Note that $ \Delta^n$ , for $ n=0,1,2,\ldots,k-1$ has ones along the $ n$ th superdiagonal and zeros elsewhere. Also, $ \Delta^n = 0$ for $ n\ge k$ . By the binomial theorem,

\begin{eqnarray*}
J^n \;=\; (pI+\Delta)^n &\!=\!& p^nI + np^{n-1}\Delta
+ \frac{n(n-1)}{2}p^{n-2}\Delta^2
+ \frac{n(n-1)(n-1)}{3!}p^{n-3}\Delta^3 + \cdots \\
& & + \left(\begin{array}{c} n \\ [2pt] k \end{array}\right)p^k\Delta^{n-k}
+ \cdots + np\Delta^{n-1} + \Delta^n,
\end{eqnarray*}

where $ \left(\begin{array}{c} n \\ [2pt] k \end{array}\right)\isdef n!/[k!(n-k)!]$ denotes the binomial coefficient (also called ``$ n$ choose $ k$ '' in probability theory).
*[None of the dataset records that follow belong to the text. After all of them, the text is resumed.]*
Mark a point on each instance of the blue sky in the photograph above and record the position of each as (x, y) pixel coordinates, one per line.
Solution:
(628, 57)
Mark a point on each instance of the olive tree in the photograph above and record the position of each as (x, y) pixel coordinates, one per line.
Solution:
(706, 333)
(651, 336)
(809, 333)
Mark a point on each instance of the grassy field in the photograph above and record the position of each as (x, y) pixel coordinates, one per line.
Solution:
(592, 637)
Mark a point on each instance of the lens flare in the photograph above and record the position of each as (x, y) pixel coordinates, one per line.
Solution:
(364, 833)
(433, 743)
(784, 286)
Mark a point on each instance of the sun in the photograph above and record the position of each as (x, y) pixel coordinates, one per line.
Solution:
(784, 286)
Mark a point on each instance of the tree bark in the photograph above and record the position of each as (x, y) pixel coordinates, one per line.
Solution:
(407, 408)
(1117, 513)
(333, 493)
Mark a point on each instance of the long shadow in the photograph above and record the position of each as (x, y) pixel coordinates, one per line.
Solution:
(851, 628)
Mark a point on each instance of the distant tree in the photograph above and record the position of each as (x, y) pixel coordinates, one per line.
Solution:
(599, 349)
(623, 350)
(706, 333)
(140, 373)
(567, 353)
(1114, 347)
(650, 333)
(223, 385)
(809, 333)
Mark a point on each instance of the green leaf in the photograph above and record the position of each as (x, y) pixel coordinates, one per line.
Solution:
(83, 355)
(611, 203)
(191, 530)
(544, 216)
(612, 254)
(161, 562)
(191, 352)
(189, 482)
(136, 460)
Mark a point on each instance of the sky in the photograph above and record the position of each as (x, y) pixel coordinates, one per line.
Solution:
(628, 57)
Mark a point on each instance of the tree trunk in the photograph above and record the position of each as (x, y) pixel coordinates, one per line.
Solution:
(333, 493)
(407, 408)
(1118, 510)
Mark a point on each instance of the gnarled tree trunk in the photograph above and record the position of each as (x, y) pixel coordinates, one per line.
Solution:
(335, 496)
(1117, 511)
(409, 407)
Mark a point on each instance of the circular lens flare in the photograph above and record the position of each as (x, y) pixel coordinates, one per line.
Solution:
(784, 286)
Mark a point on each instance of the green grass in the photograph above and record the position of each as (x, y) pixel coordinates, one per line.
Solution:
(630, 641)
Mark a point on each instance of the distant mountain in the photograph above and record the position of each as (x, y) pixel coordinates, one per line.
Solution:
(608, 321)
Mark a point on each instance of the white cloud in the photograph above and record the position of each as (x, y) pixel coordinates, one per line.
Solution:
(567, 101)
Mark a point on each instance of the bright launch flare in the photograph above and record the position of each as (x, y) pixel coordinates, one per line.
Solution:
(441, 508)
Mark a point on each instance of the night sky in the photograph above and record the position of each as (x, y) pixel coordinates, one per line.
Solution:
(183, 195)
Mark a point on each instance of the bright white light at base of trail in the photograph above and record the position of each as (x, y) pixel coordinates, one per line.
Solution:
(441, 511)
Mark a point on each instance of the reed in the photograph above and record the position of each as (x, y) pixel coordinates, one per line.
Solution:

Thus,

$\displaystyle J^n =
\left[\begin{array}{cccccccc}
p^n & np^{n-1} & \frac{n(n-1)}{2} p^{n-2} & \cdots & \cdots & 0 \\ [2pt]
0 & p^n & np^{n-1} & \frac{n(n-1)}{2} p^{n-2} & \cdots & 0 \\
\vdots & & \ddots & \ddots & \ddots & \\
0 & 0 & 0 & & & np^{n-1}\\ [2pt]
0 & 0 & 0 & & & p^n \\ [2pt]
\end{array}\right],
$

where the zeros in the upper-right corner are valid for sufficiently large $ n$ , and otherwise the indicated series is simply truncated.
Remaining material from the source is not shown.